Speaker
Description
Atomic vibrations on the terahertz (THz) scale play a central role in determining a material’s optical, electronic, thermal, and mechanical properties. In particular, the coupling between vibrational dynamics and thermal transport or phase transitions offers opportunities to design materials for efficient energy conversion and storage.
This presentation will highlight recent work investigating THz vibrations in functional materials used for thermal energy management. Neutron spectroscopy measurements—conducted on the Pelican spectrometer at the Australian Centre for Neutron Scattering—will be presented, demonstrating the ability of neutrons to directly measure THz-scale atomic motions. Case studies will include nanoparticles, thermoelectrics, simple organic molecular solids, layered organic–inorganic perovskites, and spin-crossover complexes.
Across these diverse systems, a unifying theme emerges: tailoring vibrational dynamics enables control over thermal transport and phase-change behaviour.
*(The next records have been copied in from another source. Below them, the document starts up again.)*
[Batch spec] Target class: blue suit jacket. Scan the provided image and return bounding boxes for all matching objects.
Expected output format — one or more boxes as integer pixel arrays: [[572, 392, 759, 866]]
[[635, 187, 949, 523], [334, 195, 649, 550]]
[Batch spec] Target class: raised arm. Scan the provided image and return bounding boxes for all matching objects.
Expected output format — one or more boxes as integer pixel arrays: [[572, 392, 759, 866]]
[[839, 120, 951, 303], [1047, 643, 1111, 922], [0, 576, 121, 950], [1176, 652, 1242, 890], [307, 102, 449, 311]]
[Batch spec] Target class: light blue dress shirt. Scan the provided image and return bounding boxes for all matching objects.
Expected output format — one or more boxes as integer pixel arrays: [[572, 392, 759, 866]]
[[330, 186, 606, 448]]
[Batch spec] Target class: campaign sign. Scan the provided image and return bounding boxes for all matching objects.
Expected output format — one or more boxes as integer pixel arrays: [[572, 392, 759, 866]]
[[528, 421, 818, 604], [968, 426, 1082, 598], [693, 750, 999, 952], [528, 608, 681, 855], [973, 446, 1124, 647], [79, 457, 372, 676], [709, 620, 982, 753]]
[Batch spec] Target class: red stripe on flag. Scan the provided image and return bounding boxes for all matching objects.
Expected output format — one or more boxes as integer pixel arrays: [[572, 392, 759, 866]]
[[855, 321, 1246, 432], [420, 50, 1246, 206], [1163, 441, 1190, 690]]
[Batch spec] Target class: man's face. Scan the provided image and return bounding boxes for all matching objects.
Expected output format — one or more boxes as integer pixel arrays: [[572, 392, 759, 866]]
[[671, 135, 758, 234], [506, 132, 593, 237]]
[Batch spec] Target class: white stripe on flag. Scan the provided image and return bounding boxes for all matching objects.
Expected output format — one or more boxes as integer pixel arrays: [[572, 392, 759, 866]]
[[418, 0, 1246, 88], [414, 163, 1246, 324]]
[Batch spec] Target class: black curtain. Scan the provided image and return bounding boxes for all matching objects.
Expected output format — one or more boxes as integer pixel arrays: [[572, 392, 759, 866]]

For example, nano-carbon doping can suppress or redirect phonon transport in thermoelectrics, enhancing energy conversion efficiency [1]. Similarly, understanding vibrational modes in sugar alcohols informs their potential use as phase-change and thermal storage materials [2].
By comparing results across multiple classes of materials, this presentation will demonstrate how THz-scale dynamics underpin both fundamental understanding and practical advances in thermal materials. Neutron spectroscopy is shown to be an essential tool for this task, providing insights that bridge atomistic physics and macroscopic energy applications.
[1] Stamper, C.; Cortie, D.; Nazrul-Islam, S. M. K.; Rahman, M. R.; Yu, D.; Yang, G.; Al-Mamun, A.; Wang, X.; Yue, Z. Phonon engineering in thermal materials with nano-carbon dopants. Applied Physics Reviews 2024, 11 (2).
[2] Matuszek, K.; Kar, M.; Pringle, J. M.; MacFarlane, D. R. Phase Change Materials for Renewable Energy Storage at Intermediate Temperatures. Chemical Reviews 2023, 123 (1), 491–514.